President Trump joked about White House Press Secretary Karoline Leavitt "doing a poor job" during remarks in the Oval Office on Tuesday, prompting a fresh round of breathless coverage from outlets desperate to manufacture internal drama where none exists.

While signing an executive order, Trump turned to the topic of his press secretary with characteristic humor. A White House official confirmed the remarks were made in jest, the Daily Mail reported. The exchange went exactly how anyone familiar with the President's style would expect. "Maybe Karoline's doing a poor job, I don't know."

He followed it up by asking the room whether they should keep her, then answered his own question. "Shall we keep her? I think we'll keep her."

That's the whole story. A boss ribbing a valued employee in front of colleagues. It happens in every workplace in America. But when Trump does it, the press treats it like a termination letter.

A pattern of praise, not punishment

The coverage conveniently buries the fuller picture of how Trump has spoken about Leavitt. Back in August, the President offered a far more representative assessment:

"She's a star, and she's great."

"I don't think anybody has ever had a better press secretary than Karoline."
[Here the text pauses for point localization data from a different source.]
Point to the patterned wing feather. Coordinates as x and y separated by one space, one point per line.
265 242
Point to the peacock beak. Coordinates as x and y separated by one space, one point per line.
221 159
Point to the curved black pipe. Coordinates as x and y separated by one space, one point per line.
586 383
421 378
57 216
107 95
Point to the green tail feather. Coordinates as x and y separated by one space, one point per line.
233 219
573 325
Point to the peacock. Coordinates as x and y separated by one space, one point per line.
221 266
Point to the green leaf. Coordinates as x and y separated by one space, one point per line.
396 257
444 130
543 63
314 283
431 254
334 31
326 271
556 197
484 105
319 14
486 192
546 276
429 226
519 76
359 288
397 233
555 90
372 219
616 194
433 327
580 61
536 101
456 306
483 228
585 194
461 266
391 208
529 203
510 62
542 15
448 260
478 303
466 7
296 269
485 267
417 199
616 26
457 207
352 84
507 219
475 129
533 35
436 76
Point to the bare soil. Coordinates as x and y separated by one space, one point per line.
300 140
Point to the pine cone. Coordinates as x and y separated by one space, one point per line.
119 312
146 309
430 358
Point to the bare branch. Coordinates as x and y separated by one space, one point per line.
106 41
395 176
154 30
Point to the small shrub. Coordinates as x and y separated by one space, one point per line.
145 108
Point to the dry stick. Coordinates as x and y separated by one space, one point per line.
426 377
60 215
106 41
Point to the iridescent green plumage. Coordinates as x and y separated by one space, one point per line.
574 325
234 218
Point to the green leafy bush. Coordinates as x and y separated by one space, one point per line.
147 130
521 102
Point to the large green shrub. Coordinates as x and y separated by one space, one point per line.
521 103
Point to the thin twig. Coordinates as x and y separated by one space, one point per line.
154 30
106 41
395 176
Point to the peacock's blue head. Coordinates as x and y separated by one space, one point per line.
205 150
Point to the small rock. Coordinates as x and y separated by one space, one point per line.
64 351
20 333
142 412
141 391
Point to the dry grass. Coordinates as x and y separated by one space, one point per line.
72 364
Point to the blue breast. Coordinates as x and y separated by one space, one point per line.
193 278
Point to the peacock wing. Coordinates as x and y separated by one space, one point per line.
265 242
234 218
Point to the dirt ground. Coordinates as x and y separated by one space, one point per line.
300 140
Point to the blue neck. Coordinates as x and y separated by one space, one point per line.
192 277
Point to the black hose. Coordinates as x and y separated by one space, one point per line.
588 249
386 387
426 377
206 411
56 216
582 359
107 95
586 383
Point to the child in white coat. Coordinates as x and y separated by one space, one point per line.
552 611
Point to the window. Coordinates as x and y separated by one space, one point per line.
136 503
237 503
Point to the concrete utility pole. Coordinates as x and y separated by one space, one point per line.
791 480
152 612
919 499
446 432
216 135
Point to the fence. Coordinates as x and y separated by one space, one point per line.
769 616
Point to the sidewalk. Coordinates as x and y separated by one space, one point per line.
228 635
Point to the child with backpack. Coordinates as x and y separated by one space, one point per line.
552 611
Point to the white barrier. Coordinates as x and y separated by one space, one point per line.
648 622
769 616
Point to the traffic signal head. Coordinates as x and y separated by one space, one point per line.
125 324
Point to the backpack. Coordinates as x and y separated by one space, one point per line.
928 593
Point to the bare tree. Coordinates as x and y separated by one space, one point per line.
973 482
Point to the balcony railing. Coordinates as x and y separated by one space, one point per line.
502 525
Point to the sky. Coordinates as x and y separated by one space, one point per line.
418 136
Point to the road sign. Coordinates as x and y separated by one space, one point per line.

He has also praised how her lips "move like a machine gun," a colorful compliment about her rapid-fire delivery at the podium. In October, he quizzed reporters about her performance during a press gaggle on Air Force One. The man clearly enjoys putting people on the spot. That's not hostility. It's how he operates.

Leavitt, 28, made history as the youngest White House Press Secretary ever when she took the role in January 2025. She is expected to go on maternity leave next month ahead of the birth of her second child, a baby girl due in May. She and her husband, Nicholas Riccio, welcomed their son, Niko, in July 2024.

The real story the headline is hiding

Trump himself pointed to the actual dynamic worth examining: he claims to receive between 93 and 97 percent negative media coverage. Whether you accept the precise figure or not, the directional reality is obvious to anyone paying attention. The press corps covering this White House is not in the business of fair coverage. It's in the business of narrative construction.

And this story is a perfect example. The original headline frames Trump's quip as though "bad publicity spirals" around Leavitt, when the joke itself is about the impossibility of managing the President's image in a media environment that has decided its conclusion before the facts arrive. Leavitt is tasked with managing that image. Trump was joking about the Sisyphean nature of the job, not threatening to end it.

This is what the media does. It takes a throwaway moment, strips it of tone and context, wraps it in ominous language, and presents it as evidence of chaos. Then, when the predicted chaos never materializes, there is no correction. Just the next manufactured crisis.

Reading the room

Conservative audiences don't need a decoder ring for this. They've watched Trump's public style for over a decade. He teases people he likes. He gives nicknames to allies and adversaries alike. He performs for the room. It's not complicated.

What is complicated, apparently, is the media's ability to distinguish between a joke and a personnel decision. Leavitt isn't going anywhere. Trump said so himself. "Never happen."

Two words. Case closed. The press just forgot to put them in the headline.